Analyse der Ausgangssituation
Zuerst hören wir zu, wie die Fläche heute genutzt wird. Wo sitzen Kollegen, die von jedem Gespräch mitbekommen, wo sind Wege, die durch die Zone führen, welche Möbel stehen schon und werden weiter gebraucht. Diese Beobachtungen bestimmen alles Weitere.

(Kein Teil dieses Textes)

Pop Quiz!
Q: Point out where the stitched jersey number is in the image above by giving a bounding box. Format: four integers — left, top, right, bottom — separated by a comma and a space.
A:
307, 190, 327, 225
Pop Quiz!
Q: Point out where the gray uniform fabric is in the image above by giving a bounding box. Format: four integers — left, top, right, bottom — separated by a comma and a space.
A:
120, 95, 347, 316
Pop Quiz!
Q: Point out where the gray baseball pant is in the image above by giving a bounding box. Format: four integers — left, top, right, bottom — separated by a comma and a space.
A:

Anschließend betrachten wir die akustische Ausgangssituation zusammen mit den vorhandenen Flächen und der Nutzung. Geeignete Absorber können Reflexionen beeinflussen. Ihre Auswahl und Position werden aus dem Gesamtaufbau des Raums entwickelt; sie besitzen keine pauschale lokale Reichweite rund um einen Tisch.
Wandgestaltung als ruhiger Rücken
Eine gestaltete Wand macht die Zone erkennbar, ohne sie räumlich zu trennen. Wir arbeiten mit einer ruhigen Farbfläche oder einem großflächigen, zurückhaltenden Motiv, das aus der Ferne als Bereichszeichen wirkt und beim Nähertreten Details preisgibt und Freude bereitet.
Diese Wand wird zum Bezugspunkt für die Besprechungsmöbel. Tische und Stühle richten sich zu ihr aus, statt in den Raum zu schauen, und Kollegen erkennen aus einiger Entfernung, dass hier geredet und nicht gestört werden möchte.
Akustikbilder mit Bezug zum Bereich
Akustikbilder kommen infrage, wenn ein geeigneter Absorberaufbau zur Raumplanung passt. Materialdaten, vorhandene Flächen und gewünschte Nutzung werden zusammen betrachtet. Motive stimmen wir auf die Wandgestaltung ab, damit funktionale Anforderungen und das sichtbare Erscheinungsbild gemeinsam entwickelt werden.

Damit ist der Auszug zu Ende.